Introduction
This project is a follow up from the previous project on porting the PYNQ framework to the ZC702 development board.
In this article we will show how to leverage the xOpenCV framework in conjunction with the PYNQ framework to implement a basic image processing pipeline on ZYNQ series FPGA SoC .
The project will be developed on a ZC702 development board using a generic USB camera.
Now , we will look at developing an end to end system for resizing live video using the FPGA side of the ZYNQ. Why resize video on the fly?
Well, most of the modern neural networks need images in a specific resolution so all the acquired frames have to be resized prior to passing them through the network.
Image resizing can be done quite easily on a sequential processor using OpenCV or handcrafted code at the expense of speed of course.
FPGA's on the other hand easily allow for a gain of at least 10x in most image processing applications.
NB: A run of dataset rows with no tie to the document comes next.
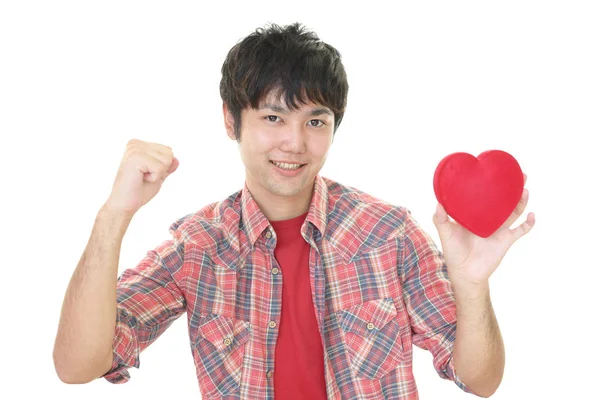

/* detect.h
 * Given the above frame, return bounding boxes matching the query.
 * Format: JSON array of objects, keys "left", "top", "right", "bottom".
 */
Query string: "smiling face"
[{"left": 223, "top": 91, "right": 334, "bottom": 216}]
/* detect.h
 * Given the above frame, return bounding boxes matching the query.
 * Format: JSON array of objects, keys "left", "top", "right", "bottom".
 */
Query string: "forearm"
[
  {"left": 454, "top": 285, "right": 504, "bottom": 397},
  {"left": 53, "top": 208, "right": 131, "bottom": 383}
]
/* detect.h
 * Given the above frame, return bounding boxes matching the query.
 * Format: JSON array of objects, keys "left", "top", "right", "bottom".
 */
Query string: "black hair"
[{"left": 220, "top": 23, "right": 348, "bottom": 141}]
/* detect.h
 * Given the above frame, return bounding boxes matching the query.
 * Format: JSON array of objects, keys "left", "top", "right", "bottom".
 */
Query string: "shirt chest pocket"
[
  {"left": 336, "top": 298, "right": 404, "bottom": 379},
  {"left": 193, "top": 314, "right": 251, "bottom": 399}
]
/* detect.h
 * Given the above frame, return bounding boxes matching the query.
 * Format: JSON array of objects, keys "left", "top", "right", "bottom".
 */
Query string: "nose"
[{"left": 280, "top": 123, "right": 306, "bottom": 153}]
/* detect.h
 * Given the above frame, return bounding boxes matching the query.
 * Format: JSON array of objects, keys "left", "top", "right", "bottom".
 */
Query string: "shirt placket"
[{"left": 264, "top": 227, "right": 283, "bottom": 400}]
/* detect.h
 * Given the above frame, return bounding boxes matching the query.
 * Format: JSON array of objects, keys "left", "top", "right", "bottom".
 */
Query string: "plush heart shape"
[{"left": 433, "top": 150, "right": 524, "bottom": 238}]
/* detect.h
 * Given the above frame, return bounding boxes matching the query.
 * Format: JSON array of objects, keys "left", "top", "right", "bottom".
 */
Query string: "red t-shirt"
[{"left": 270, "top": 213, "right": 327, "bottom": 400}]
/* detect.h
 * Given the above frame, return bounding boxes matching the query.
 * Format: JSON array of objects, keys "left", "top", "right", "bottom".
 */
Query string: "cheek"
[{"left": 309, "top": 136, "right": 331, "bottom": 158}]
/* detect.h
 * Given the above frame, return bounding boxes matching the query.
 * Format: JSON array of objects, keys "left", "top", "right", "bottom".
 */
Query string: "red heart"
[{"left": 433, "top": 150, "right": 525, "bottom": 238}]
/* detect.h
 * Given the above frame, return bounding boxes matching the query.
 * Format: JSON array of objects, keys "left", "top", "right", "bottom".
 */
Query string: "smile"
[{"left": 271, "top": 161, "right": 306, "bottom": 171}]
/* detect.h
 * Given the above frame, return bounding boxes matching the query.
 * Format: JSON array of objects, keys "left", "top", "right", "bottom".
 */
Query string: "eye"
[{"left": 265, "top": 115, "right": 279, "bottom": 122}]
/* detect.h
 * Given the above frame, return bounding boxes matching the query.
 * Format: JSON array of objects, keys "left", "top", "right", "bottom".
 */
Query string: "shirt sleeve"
[
  {"left": 399, "top": 213, "right": 473, "bottom": 393},
  {"left": 103, "top": 236, "right": 186, "bottom": 383}
]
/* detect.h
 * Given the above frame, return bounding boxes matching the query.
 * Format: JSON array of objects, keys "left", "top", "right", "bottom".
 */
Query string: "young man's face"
[{"left": 224, "top": 92, "right": 334, "bottom": 205}]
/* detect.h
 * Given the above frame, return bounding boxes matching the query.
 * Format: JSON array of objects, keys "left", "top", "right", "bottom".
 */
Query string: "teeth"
[{"left": 273, "top": 161, "right": 302, "bottom": 169}]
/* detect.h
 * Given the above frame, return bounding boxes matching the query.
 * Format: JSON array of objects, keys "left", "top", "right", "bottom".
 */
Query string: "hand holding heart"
[{"left": 433, "top": 152, "right": 535, "bottom": 289}]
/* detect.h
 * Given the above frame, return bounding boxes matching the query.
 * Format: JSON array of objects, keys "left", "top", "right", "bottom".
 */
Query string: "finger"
[
  {"left": 167, "top": 157, "right": 179, "bottom": 175},
  {"left": 502, "top": 189, "right": 529, "bottom": 228},
  {"left": 510, "top": 213, "right": 535, "bottom": 243}
]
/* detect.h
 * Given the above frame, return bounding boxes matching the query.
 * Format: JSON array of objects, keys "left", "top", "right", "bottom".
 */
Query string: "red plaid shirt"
[{"left": 105, "top": 176, "right": 469, "bottom": 399}]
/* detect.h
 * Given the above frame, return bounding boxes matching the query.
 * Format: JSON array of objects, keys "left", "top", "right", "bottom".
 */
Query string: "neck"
[{"left": 246, "top": 182, "right": 314, "bottom": 221}]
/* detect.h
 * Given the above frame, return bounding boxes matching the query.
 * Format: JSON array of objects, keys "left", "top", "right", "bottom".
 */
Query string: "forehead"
[{"left": 258, "top": 90, "right": 331, "bottom": 113}]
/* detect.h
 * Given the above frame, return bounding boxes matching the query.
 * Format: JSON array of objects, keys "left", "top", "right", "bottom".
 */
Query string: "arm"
[
  {"left": 433, "top": 176, "right": 535, "bottom": 397},
  {"left": 53, "top": 207, "right": 131, "bottom": 383},
  {"left": 53, "top": 139, "right": 179, "bottom": 383},
  {"left": 454, "top": 285, "right": 504, "bottom": 397}
]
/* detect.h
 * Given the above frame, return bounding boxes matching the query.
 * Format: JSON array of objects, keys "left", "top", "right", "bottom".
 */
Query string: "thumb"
[
  {"left": 167, "top": 157, "right": 179, "bottom": 175},
  {"left": 433, "top": 203, "right": 452, "bottom": 240}
]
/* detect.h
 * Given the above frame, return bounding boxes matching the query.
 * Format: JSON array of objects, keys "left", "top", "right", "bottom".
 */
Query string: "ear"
[{"left": 223, "top": 103, "right": 235, "bottom": 140}]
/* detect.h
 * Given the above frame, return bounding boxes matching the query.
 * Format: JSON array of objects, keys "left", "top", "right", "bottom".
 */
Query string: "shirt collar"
[{"left": 241, "top": 175, "right": 327, "bottom": 246}]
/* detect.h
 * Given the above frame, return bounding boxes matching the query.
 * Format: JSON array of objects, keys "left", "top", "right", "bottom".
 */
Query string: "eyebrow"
[{"left": 259, "top": 103, "right": 333, "bottom": 117}]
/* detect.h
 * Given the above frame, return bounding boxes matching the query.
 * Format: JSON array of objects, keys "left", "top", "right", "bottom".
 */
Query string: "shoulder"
[
  {"left": 169, "top": 190, "right": 241, "bottom": 251},
  {"left": 323, "top": 178, "right": 410, "bottom": 257}
]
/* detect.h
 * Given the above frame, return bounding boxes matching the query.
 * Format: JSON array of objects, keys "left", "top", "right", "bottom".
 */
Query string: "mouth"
[{"left": 269, "top": 161, "right": 306, "bottom": 171}]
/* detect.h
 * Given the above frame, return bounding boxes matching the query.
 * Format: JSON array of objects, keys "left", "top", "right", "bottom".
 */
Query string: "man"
[{"left": 54, "top": 24, "right": 534, "bottom": 399}]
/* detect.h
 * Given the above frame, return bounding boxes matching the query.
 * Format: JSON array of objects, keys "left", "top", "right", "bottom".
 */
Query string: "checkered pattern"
[{"left": 105, "top": 176, "right": 469, "bottom": 399}]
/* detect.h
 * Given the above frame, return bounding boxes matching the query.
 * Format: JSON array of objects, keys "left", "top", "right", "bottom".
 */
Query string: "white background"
[{"left": 0, "top": 0, "right": 600, "bottom": 400}]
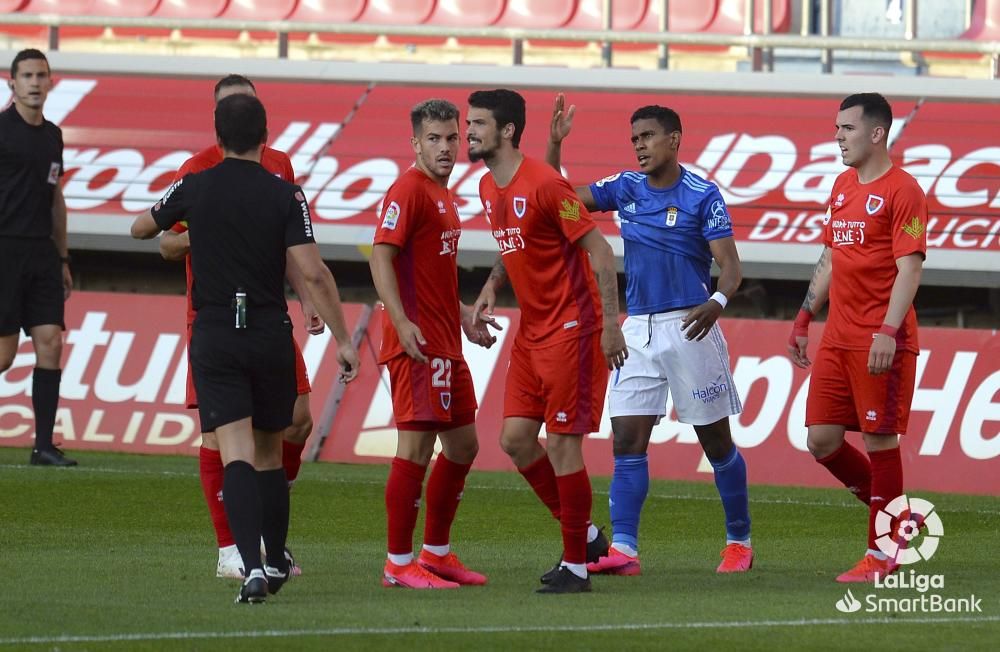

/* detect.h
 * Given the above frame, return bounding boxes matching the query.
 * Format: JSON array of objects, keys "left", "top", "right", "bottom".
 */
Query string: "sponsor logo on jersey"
[
  {"left": 514, "top": 197, "right": 528, "bottom": 219},
  {"left": 559, "top": 199, "right": 580, "bottom": 222},
  {"left": 865, "top": 195, "right": 885, "bottom": 215},
  {"left": 382, "top": 202, "right": 399, "bottom": 229},
  {"left": 594, "top": 172, "right": 622, "bottom": 188},
  {"left": 903, "top": 215, "right": 924, "bottom": 240},
  {"left": 667, "top": 206, "right": 677, "bottom": 226}
]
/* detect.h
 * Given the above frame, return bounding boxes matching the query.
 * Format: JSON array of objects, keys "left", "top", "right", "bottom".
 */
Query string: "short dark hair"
[
  {"left": 10, "top": 48, "right": 52, "bottom": 79},
  {"left": 629, "top": 104, "right": 684, "bottom": 134},
  {"left": 212, "top": 75, "right": 257, "bottom": 98},
  {"left": 215, "top": 94, "right": 267, "bottom": 155},
  {"left": 410, "top": 98, "right": 458, "bottom": 136},
  {"left": 469, "top": 88, "right": 525, "bottom": 149},
  {"left": 840, "top": 93, "right": 892, "bottom": 131}
]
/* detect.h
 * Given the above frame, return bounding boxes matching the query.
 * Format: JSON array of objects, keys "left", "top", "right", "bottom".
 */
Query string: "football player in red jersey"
[
  {"left": 371, "top": 99, "right": 496, "bottom": 589},
  {"left": 466, "top": 89, "right": 628, "bottom": 593},
  {"left": 788, "top": 93, "right": 927, "bottom": 582},
  {"left": 160, "top": 75, "right": 324, "bottom": 578}
]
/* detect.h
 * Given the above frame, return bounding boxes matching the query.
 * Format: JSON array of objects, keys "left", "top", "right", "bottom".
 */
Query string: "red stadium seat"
[
  {"left": 288, "top": 0, "right": 365, "bottom": 23},
  {"left": 566, "top": 0, "right": 644, "bottom": 30},
  {"left": 708, "top": 0, "right": 791, "bottom": 34},
  {"left": 219, "top": 0, "right": 298, "bottom": 20},
  {"left": 496, "top": 0, "right": 576, "bottom": 29},
  {"left": 427, "top": 0, "right": 504, "bottom": 27}
]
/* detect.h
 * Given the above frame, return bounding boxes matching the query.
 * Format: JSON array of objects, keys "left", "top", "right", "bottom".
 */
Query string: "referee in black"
[
  {"left": 132, "top": 94, "right": 359, "bottom": 603},
  {"left": 0, "top": 49, "right": 76, "bottom": 466}
]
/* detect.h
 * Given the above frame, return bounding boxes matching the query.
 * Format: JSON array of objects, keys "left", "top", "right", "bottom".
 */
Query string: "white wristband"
[{"left": 709, "top": 292, "right": 729, "bottom": 308}]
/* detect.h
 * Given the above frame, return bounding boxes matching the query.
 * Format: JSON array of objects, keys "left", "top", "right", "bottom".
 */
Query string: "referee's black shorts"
[
  {"left": 191, "top": 306, "right": 298, "bottom": 432},
  {"left": 0, "top": 237, "right": 66, "bottom": 337}
]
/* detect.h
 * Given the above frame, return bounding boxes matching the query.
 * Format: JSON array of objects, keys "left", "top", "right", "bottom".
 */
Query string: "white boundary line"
[
  {"left": 0, "top": 464, "right": 1000, "bottom": 516},
  {"left": 0, "top": 616, "right": 1000, "bottom": 645}
]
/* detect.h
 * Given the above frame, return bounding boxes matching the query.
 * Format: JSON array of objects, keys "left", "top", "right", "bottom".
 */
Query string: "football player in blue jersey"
[{"left": 546, "top": 94, "right": 753, "bottom": 575}]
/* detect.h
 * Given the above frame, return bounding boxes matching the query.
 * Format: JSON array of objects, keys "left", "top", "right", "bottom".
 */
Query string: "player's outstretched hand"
[
  {"left": 868, "top": 333, "right": 896, "bottom": 376},
  {"left": 601, "top": 324, "right": 628, "bottom": 369},
  {"left": 459, "top": 304, "right": 503, "bottom": 349},
  {"left": 302, "top": 301, "right": 326, "bottom": 335},
  {"left": 396, "top": 320, "right": 428, "bottom": 364},
  {"left": 681, "top": 299, "right": 722, "bottom": 342},
  {"left": 549, "top": 93, "right": 576, "bottom": 143},
  {"left": 337, "top": 342, "right": 361, "bottom": 384},
  {"left": 786, "top": 331, "right": 812, "bottom": 369}
]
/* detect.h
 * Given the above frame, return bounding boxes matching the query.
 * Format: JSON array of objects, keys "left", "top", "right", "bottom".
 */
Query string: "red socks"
[
  {"left": 868, "top": 446, "right": 903, "bottom": 550},
  {"left": 424, "top": 454, "right": 472, "bottom": 546},
  {"left": 198, "top": 446, "right": 236, "bottom": 548},
  {"left": 518, "top": 455, "right": 560, "bottom": 521},
  {"left": 385, "top": 457, "right": 428, "bottom": 555},
  {"left": 556, "top": 468, "right": 593, "bottom": 564},
  {"left": 281, "top": 439, "right": 306, "bottom": 487},
  {"left": 816, "top": 441, "right": 872, "bottom": 505}
]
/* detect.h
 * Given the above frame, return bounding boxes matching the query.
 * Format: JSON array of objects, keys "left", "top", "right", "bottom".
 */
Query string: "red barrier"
[
  {"left": 320, "top": 310, "right": 1000, "bottom": 494},
  {"left": 23, "top": 75, "right": 1000, "bottom": 273},
  {"left": 0, "top": 292, "right": 362, "bottom": 455}
]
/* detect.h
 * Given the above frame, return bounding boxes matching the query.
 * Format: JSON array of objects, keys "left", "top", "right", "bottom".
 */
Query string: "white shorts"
[{"left": 608, "top": 310, "right": 743, "bottom": 426}]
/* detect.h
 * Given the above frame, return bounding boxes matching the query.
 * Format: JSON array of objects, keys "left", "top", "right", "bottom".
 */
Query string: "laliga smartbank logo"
[{"left": 836, "top": 495, "right": 983, "bottom": 614}]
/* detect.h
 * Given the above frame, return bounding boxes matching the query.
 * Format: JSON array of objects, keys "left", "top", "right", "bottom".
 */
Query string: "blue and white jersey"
[{"left": 590, "top": 167, "right": 733, "bottom": 315}]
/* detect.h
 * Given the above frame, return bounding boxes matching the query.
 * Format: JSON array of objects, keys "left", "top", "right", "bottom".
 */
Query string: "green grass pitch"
[{"left": 0, "top": 448, "right": 1000, "bottom": 651}]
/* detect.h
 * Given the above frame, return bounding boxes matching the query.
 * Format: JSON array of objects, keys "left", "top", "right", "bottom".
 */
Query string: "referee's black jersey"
[
  {"left": 0, "top": 104, "right": 63, "bottom": 238},
  {"left": 152, "top": 158, "right": 315, "bottom": 312}
]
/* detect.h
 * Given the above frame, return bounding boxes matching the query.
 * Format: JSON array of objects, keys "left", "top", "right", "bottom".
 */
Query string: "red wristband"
[{"left": 878, "top": 324, "right": 899, "bottom": 339}]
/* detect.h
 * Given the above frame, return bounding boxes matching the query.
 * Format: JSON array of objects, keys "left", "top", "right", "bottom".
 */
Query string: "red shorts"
[
  {"left": 385, "top": 353, "right": 479, "bottom": 432},
  {"left": 184, "top": 324, "right": 312, "bottom": 410},
  {"left": 806, "top": 346, "right": 917, "bottom": 435},
  {"left": 503, "top": 331, "right": 608, "bottom": 435}
]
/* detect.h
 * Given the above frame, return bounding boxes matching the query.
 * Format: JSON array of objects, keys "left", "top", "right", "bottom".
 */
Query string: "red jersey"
[
  {"left": 823, "top": 166, "right": 927, "bottom": 353},
  {"left": 170, "top": 145, "right": 295, "bottom": 324},
  {"left": 374, "top": 168, "right": 462, "bottom": 363},
  {"left": 479, "top": 157, "right": 602, "bottom": 349}
]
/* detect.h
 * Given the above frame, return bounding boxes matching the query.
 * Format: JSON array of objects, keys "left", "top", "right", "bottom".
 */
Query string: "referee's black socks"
[
  {"left": 257, "top": 467, "right": 289, "bottom": 572},
  {"left": 31, "top": 367, "right": 62, "bottom": 451},
  {"left": 222, "top": 461, "right": 264, "bottom": 577}
]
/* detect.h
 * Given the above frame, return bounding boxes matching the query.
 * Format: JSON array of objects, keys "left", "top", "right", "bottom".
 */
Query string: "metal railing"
[{"left": 0, "top": 0, "right": 1000, "bottom": 79}]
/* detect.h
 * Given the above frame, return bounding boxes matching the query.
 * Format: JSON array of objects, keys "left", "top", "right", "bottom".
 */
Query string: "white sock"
[
  {"left": 559, "top": 561, "right": 587, "bottom": 580},
  {"left": 424, "top": 543, "right": 451, "bottom": 557},
  {"left": 389, "top": 552, "right": 413, "bottom": 566}
]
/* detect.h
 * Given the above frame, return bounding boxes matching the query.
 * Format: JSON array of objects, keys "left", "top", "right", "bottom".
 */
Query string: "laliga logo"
[
  {"left": 875, "top": 494, "right": 944, "bottom": 565},
  {"left": 837, "top": 589, "right": 861, "bottom": 614}
]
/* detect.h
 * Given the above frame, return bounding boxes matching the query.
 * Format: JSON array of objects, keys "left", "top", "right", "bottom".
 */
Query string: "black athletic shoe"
[
  {"left": 264, "top": 566, "right": 291, "bottom": 595},
  {"left": 235, "top": 568, "right": 267, "bottom": 604},
  {"left": 539, "top": 527, "right": 611, "bottom": 584},
  {"left": 31, "top": 446, "right": 76, "bottom": 466},
  {"left": 536, "top": 566, "right": 590, "bottom": 593}
]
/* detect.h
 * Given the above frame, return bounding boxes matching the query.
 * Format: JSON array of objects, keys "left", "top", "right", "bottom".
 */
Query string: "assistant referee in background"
[
  {"left": 132, "top": 95, "right": 359, "bottom": 603},
  {"left": 0, "top": 49, "right": 76, "bottom": 466}
]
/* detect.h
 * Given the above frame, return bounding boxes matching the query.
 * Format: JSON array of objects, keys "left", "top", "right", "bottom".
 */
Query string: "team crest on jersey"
[
  {"left": 514, "top": 197, "right": 528, "bottom": 219},
  {"left": 865, "top": 195, "right": 885, "bottom": 215},
  {"left": 382, "top": 202, "right": 399, "bottom": 229},
  {"left": 667, "top": 206, "right": 677, "bottom": 226}
]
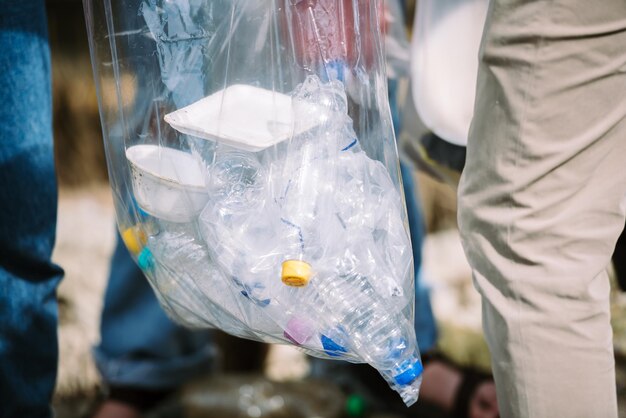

Then we will develop the Vivado hardware called an overlay in PYNQ parlance. Then we will look at the Python notebook code used to control the video resizing operation in HW.
Hardware
The ZC702 does not have a full sized USB port so a USB hub has to be used. Luckily the development platform comes with a Target 4 port USB hub that plugs into the USB
micro port of the development board. This is a USB host port so it allows using standard USB cameras. A generic USB camera can then be lugged into the USB hub.
This will enumerate as a /video device under /dev folder on PYNQ distro as shown below.
There are other options for using an image source such as CMOS cameras, camera with HDMI output or even RTSP (Real Time Streaming Protocol) video streams from IP cameras.
Developing Image processing IP's
Developing IP blocks for image processing is a task that can be accomplished in multiple ways.
The typical design of IP cores in the involves writing test benches for the DUT and simulating the designs using PGM or BMP data for the image files.
Implementing this in Verilog/System Verilog or VHDL requires some non-trivial infrastructure.
Higher level frameworks such as can all be used .
a) MATLAB
b) Chisel (Scala)
c) MyHDL (Python)
d) Vivado HLS (C/C++)
The IP used is the resize IP from the XfOpenCV Revision library.
As of early 2020 6 versions of the the xfOpenCV revision library has been released by Xilinx. Vivado HLS video library may soon be deprecated according to the Xilinx Github commentary.
The XfOpenCV Revision framework is a set of kernels and image processing primitives that replicate the functionality of OpenCV library kernels.
In simple terms this allows executing a function such as Gaussian(image_in_image_out, mju, sigma) completely in hardware by accelerating it by 40-100x fold. Even better you can control power consumption by controlling for area (number of PE (processing elements)) and latency.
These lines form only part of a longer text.